On a lighter note, at the same event I started talking to a lady who turned out to be an actress. I asked her if she worked full time as an actress, to which she nodded a yes. She was quite a striking looking woman. I would say that she was in her fifties, very grand and, as you would expect, very dramatic. I innocently asked if she had been in anything that I would know, and she looked at me as if I had just pissed on her chips and replied, “I doubt it, Shakespeare may be a little too subtle for you!” I wasn't aware that old 'Shakey' was subtle; he could be quite bawdy at times. But if she meant that I'm not keen on Shakespeare plays, she was, of course, quite correct in this assumption, Shakespeare doesn't read any of my stuff, so I don't read any of his. Having said this, I didn't like her assumptions, and having already upset one person at this event I couldn't see that upsetting one more person would do much harm.

“Have you ever been in Emmerdale?” I asked, knowing this would wind her up.

“I don't do soaps. I'm a serious actor,” she replied. This made me laugh.

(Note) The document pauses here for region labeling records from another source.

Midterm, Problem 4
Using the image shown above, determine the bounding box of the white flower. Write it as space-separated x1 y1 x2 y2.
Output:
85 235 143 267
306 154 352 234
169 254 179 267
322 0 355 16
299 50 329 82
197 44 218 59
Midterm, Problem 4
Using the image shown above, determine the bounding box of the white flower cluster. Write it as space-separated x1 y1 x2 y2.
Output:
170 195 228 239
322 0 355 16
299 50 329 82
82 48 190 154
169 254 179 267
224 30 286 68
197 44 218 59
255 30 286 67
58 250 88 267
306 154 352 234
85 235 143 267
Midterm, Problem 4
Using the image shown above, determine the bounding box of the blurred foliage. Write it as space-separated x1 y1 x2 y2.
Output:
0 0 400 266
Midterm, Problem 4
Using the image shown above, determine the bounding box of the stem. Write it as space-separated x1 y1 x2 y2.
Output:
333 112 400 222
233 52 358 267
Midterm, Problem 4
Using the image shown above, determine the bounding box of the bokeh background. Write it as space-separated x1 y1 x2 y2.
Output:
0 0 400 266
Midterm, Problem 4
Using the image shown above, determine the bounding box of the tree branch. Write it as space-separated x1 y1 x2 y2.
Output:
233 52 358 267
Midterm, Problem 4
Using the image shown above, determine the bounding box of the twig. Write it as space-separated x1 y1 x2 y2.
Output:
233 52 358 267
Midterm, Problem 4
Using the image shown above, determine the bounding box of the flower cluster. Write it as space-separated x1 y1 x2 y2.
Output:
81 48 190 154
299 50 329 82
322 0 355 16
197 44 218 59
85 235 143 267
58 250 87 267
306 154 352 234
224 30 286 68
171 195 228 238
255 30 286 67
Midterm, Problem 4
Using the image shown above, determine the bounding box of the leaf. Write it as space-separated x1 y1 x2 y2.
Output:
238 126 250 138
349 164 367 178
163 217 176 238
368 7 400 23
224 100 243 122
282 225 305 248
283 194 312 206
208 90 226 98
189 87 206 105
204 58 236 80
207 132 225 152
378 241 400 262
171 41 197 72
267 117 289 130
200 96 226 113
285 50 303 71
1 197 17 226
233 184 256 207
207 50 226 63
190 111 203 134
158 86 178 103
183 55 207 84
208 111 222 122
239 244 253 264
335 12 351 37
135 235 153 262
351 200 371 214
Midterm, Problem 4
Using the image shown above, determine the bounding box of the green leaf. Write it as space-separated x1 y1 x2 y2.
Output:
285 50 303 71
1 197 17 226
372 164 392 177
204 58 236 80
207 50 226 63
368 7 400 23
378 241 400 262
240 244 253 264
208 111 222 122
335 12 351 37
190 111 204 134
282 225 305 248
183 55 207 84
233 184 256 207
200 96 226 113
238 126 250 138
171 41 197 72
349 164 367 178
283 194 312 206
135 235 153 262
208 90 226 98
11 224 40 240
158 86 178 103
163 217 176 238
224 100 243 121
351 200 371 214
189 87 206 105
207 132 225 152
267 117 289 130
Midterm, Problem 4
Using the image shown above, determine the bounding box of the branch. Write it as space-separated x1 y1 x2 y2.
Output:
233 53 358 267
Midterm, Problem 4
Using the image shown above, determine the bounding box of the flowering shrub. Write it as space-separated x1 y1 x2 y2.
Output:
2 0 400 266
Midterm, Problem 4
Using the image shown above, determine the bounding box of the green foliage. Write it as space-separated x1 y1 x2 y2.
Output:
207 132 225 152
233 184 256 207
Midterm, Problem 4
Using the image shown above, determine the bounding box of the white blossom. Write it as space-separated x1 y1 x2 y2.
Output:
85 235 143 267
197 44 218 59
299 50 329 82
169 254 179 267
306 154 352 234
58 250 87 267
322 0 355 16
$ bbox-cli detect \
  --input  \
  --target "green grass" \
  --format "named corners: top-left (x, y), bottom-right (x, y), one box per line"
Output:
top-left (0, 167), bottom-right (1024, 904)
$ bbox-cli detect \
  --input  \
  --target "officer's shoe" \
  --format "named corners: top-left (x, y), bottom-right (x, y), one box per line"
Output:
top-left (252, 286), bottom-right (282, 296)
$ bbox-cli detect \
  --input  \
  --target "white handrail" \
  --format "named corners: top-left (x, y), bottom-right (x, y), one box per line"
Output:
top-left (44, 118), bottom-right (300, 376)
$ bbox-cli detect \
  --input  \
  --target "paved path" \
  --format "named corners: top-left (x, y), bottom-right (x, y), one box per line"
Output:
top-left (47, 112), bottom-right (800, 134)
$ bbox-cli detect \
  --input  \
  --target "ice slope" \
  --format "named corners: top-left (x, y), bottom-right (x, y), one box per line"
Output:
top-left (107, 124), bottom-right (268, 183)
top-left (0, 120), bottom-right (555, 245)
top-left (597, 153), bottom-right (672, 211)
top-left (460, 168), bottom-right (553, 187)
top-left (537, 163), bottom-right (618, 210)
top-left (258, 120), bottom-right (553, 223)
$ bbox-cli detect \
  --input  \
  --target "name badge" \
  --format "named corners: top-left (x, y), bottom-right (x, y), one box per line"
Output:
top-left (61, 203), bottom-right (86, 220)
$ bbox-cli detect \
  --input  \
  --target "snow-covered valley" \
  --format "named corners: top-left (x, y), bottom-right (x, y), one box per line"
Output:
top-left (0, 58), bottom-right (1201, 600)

“And what, pray tell, is so funny?” Honest, she did say that!

I asked her how she could claim to be a serious actor when an actor is someone who dresses up and pretends to be someone else! My granddaughter does that, and she's not at all serious about it! I explained to her that Ian MacKellen was a very famous Shakespearian actor who also appears in films, and has been in Coronation Street, and he does comedies on TV... because he's an actor! I think it was at this point that she muttered something about me being a grubby little man. I do take exception to this as I bathe every day and I also think with me being six foot two in height, this means I'm not little! But she had already stormed off. 

The person who had invited me to the event asked if I might like to go early?

I have decided that in future that I won't go to any more of these events, because I find it very difficult to be so serious!